Focusing on a career
Zolman's Folly Road optometry office helps patients see better
The Post and Courier
Michael W. Zolman, optometrist and owner of Infinity Eye Care on James Island, moved here from Knoxville, Tenn. In addition to operating his own business, Zolman works at a department store optometry outlet and at MUSC, where he focuses on helping patients with impaired vision.
Michael W. Zolman gave serious thought after college to becoming a doctor.
He worked in a hospital for a year while pondering his next move, and after a while, the right career for him came into focus.
Zolman, 30, decided to become an optometrist. Because his father also was an optometrist, the younger Zolman initially had rejected the idea in favor of doing something different.
"I wanted to be an M.D.," he recalled.
But after a year of working around doctors, he realized the profession wasn't his calling. "The hospital made me realize it was the last place I wanted to be. I didn't like the sadness of people dying and telling people bad news every day," he explained.
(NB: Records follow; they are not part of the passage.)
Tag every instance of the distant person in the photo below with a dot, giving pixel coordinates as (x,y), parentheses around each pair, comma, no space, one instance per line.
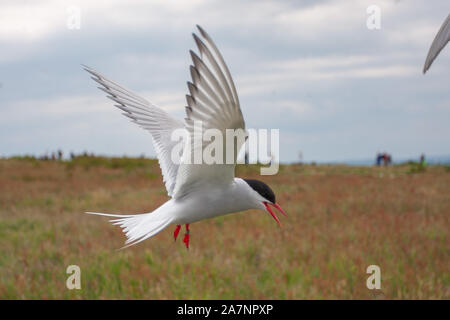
(379,159)
(422,160)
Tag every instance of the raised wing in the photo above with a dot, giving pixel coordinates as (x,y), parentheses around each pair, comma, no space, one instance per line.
(439,42)
(213,102)
(150,117)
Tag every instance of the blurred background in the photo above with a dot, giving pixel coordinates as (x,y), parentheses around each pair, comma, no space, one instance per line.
(337,90)
(364,149)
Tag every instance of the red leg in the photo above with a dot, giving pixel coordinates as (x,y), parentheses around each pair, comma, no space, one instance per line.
(176,232)
(186,236)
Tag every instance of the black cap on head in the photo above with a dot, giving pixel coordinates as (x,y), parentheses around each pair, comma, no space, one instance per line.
(262,188)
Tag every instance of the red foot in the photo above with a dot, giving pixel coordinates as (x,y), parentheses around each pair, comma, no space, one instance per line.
(186,237)
(176,232)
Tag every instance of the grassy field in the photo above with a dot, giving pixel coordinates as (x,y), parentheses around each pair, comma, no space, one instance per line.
(341,220)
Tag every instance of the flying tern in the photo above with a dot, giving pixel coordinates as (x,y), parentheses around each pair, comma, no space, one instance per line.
(197,191)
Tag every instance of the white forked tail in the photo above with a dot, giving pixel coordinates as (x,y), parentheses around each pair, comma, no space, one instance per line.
(139,227)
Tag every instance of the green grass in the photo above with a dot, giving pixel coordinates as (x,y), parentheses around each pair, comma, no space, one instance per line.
(341,220)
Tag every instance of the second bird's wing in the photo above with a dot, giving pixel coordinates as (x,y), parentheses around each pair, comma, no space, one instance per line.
(213,102)
(439,42)
(148,116)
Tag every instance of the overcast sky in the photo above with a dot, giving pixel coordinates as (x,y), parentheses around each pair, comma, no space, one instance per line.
(334,88)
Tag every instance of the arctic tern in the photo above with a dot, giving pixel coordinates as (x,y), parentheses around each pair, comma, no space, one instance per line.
(197,191)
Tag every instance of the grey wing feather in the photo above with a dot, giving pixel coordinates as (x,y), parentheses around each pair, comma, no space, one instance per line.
(439,42)
(151,118)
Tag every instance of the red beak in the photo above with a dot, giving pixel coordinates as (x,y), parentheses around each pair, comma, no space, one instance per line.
(266,204)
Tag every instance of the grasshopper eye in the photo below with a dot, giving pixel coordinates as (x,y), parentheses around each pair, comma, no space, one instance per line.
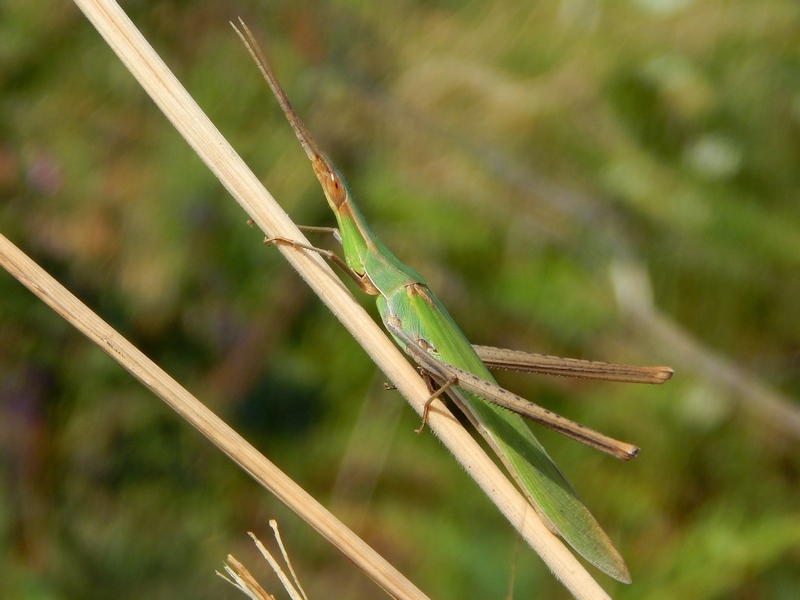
(334,187)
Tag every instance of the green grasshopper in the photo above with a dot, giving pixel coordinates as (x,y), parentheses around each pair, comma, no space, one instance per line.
(421,325)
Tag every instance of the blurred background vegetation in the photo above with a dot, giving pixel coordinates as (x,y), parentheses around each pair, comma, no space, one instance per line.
(549,166)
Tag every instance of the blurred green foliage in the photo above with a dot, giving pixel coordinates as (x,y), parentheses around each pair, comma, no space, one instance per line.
(510,151)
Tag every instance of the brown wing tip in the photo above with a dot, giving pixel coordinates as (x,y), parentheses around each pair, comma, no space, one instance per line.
(662,374)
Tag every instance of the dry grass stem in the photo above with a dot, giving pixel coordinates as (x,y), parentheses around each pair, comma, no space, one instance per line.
(142,61)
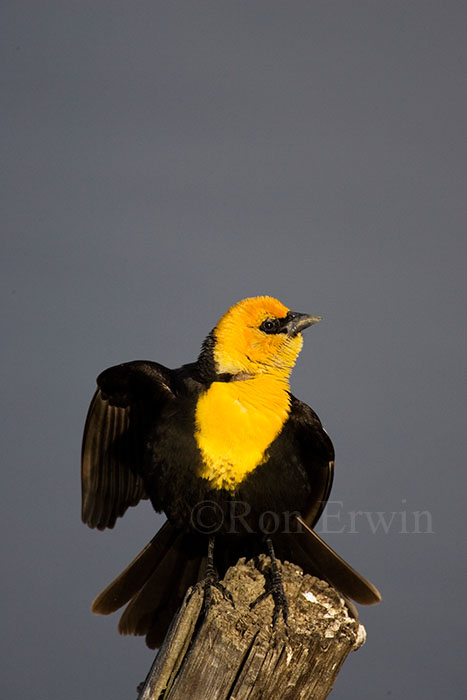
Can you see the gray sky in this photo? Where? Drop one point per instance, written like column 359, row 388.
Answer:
column 166, row 159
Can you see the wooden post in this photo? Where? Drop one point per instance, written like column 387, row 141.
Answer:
column 233, row 653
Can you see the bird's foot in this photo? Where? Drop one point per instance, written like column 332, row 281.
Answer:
column 275, row 588
column 211, row 581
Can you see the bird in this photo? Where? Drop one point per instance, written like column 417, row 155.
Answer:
column 234, row 460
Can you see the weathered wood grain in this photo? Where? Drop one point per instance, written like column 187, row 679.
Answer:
column 232, row 653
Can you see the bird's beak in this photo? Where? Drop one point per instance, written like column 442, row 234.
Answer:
column 299, row 322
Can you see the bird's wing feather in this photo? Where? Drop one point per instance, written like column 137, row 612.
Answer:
column 316, row 452
column 128, row 396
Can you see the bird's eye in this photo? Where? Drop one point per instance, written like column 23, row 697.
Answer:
column 269, row 326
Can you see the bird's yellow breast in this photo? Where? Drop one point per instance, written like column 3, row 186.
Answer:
column 235, row 424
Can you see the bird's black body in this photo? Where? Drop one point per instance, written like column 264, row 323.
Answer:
column 139, row 442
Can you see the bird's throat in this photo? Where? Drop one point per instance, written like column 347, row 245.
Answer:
column 235, row 424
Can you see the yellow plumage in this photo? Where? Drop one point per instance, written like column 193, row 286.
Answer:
column 237, row 421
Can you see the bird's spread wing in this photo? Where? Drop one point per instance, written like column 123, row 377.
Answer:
column 128, row 396
column 316, row 452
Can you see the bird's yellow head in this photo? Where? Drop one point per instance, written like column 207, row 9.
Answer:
column 259, row 335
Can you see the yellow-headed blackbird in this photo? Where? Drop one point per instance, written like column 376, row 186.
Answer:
column 224, row 449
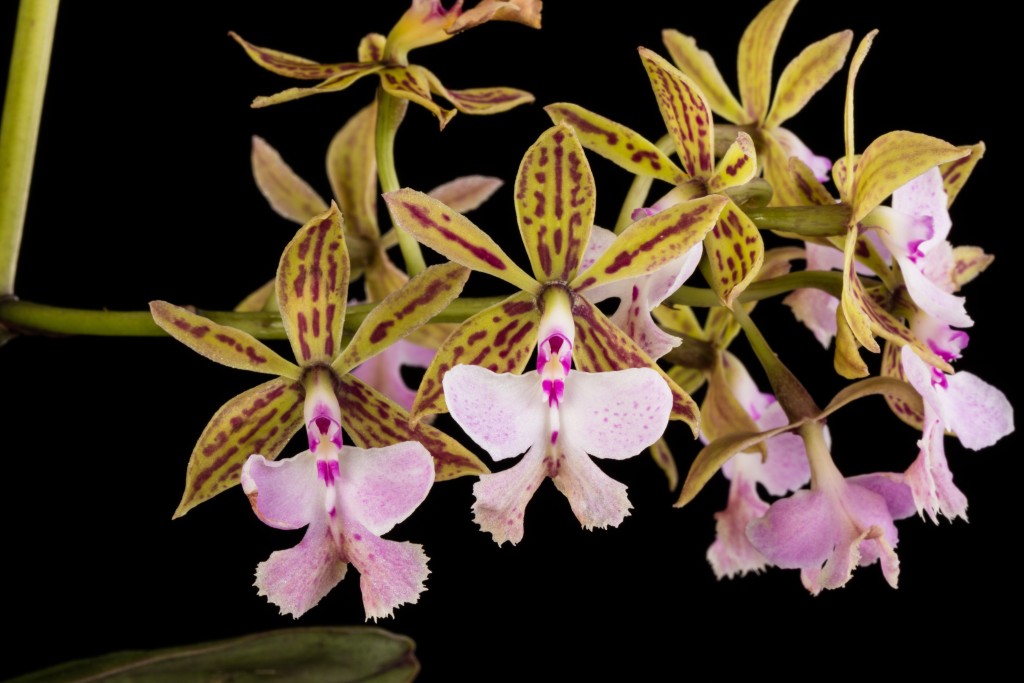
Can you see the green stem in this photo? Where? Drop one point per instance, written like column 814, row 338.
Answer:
column 23, row 109
column 29, row 317
column 637, row 195
column 826, row 281
column 390, row 111
column 804, row 220
column 796, row 401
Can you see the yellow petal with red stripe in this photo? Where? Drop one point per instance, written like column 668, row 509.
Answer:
column 500, row 338
column 374, row 422
column 652, row 242
column 454, row 236
column 734, row 252
column 220, row 343
column 261, row 420
column 554, row 204
column 601, row 346
column 699, row 66
column 288, row 195
column 807, row 74
column 685, row 113
column 419, row 300
column 312, row 285
column 617, row 143
column 757, row 53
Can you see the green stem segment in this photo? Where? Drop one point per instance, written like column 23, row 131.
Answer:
column 390, row 112
column 792, row 395
column 23, row 110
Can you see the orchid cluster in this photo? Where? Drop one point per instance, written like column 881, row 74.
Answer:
column 739, row 206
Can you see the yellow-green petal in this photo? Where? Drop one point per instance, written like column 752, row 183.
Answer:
column 419, row 300
column 554, row 204
column 374, row 422
column 757, row 53
column 699, row 66
column 454, row 236
column 261, row 420
column 601, row 346
column 734, row 252
column 807, row 74
column 312, row 284
column 737, row 166
column 685, row 113
column 652, row 242
column 289, row 196
column 220, row 343
column 500, row 338
column 617, row 143
column 351, row 167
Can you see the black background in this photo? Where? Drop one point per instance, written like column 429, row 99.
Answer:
column 143, row 190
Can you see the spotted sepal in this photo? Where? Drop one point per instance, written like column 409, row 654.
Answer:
column 289, row 196
column 734, row 252
column 401, row 311
column 220, row 343
column 455, row 237
column 374, row 422
column 686, row 114
column 500, row 338
column 601, row 346
column 652, row 242
column 554, row 204
column 312, row 284
column 261, row 420
column 617, row 143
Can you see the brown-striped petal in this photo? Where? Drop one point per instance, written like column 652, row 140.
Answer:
column 312, row 284
column 686, row 114
column 455, row 237
column 261, row 420
column 500, row 338
column 554, row 204
column 420, row 299
column 601, row 346
column 616, row 142
column 220, row 343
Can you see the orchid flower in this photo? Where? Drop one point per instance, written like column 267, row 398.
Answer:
column 557, row 417
column 734, row 248
column 425, row 23
column 311, row 287
column 803, row 77
column 554, row 200
column 346, row 499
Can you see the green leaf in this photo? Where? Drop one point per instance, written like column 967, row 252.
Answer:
column 335, row 654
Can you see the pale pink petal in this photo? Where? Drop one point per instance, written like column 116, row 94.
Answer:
column 614, row 414
column 504, row 414
column 794, row 146
column 297, row 579
column 285, row 494
column 597, row 500
column 731, row 554
column 382, row 486
column 932, row 299
column 383, row 372
column 930, row 478
column 502, row 497
column 391, row 572
column 926, row 197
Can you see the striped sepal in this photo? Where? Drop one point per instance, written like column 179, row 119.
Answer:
column 312, row 284
column 261, row 420
column 554, row 204
column 220, row 343
column 374, row 422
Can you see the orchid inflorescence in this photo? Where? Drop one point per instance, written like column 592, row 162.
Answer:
column 880, row 274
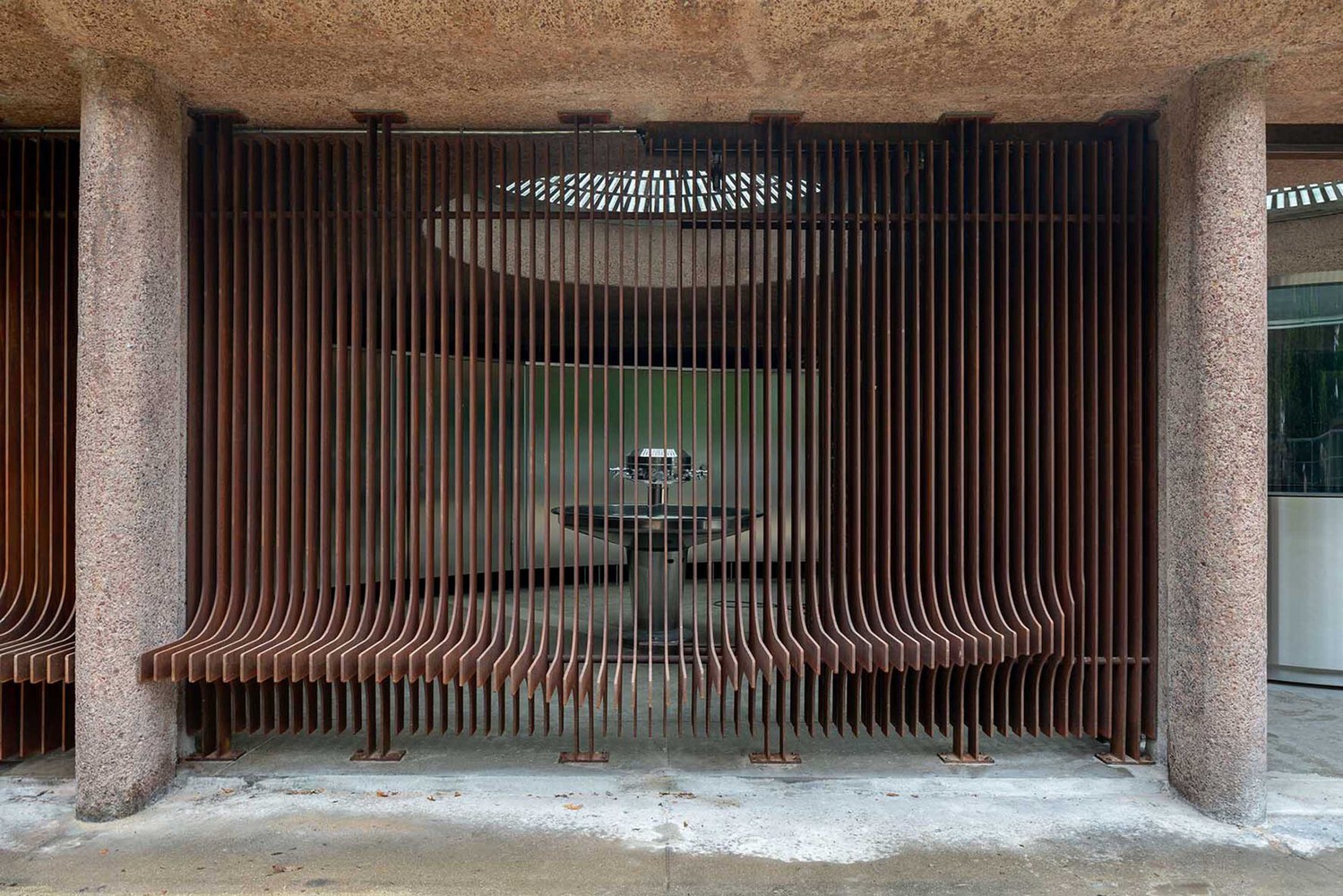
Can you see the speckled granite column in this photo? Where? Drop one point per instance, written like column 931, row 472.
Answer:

Zolman, who just opened his own office, Infinity Eye Care, at 325 Folly Road, decided he wanted to spend his life helping improve and restore lost sight for others.
"Now I get to tell people good news and get them seeing again," he said of his chosen profession.
A Knoxville, Tenn., native, Zolman earned his undergraduate degree in biochemistry and molecular biology at the University of Tennessee, then graduated from Nova Southeastern College of Optometry in Florida. He decided to work in the Lowcountry after visiting several times earlier in his life.
In addition to operating his shop, Zolman divides his time between optometry outlets at the J.C. Penney stores in Charleston and North Charleston and at the Medical University of South Carolina Storm Eye Institute's Feldberg Center for Vision Rehabilitation.
Zolman is also a volunteer for the Special Olympics and, with other volunteers, the Lions Club and commercial sponsors, helps special-needs children get free eye exams, lens prescriptions and glasses.
Zolman said he first got involved with Special Olympics while at optometry college. "I was a little reluctant to do it at first, but I found out I absolutely loved the feeling of helping other people," he said.
He said he contacted the local Special Olympics organization when he moved to James Island three years ago, and is co-clinical director for the organization with Dr. Jennifer Smith of Charleston.
Zolman said nothing gives him as much of a thrill as helping improve someone's sight or restore lost sight.
Thanks in part to new high-tech gadgets, magnifiers, lenses and hand-held eye pieces, some people have regained precious abilities to care for themselves and to read, he said.
As a low-vision specialist, Zolman helps clients whose vision became impaired or lost due to glaucoma, detached retina, macular degeneration or other problems.
He said a person's remaining visual abilities are carefully analyzed, and plans are made for using the abilities aided, when necessary, by filters, corrective lenses and illuminating magnifiers.
"I take what they have remaining and work with it," he said.
He said it's a joy to see someone who had been unable to read, cook, sew or even tend to their own personal needs able to do those things again. Zolman said he's helped some people that other optometrists were unable to.
"Some have been told nothing else can be done. Thankfully, that's not always the case."
In one case dear to Zolman, he said he helped an elderly woman recover her ability to continue her favorite pursuit: reading the Bible. "It is really special when you can do that for someone," he said.
"We use our eyes every single day. When you don't have the ability to use your eyes, it changes your life," he added.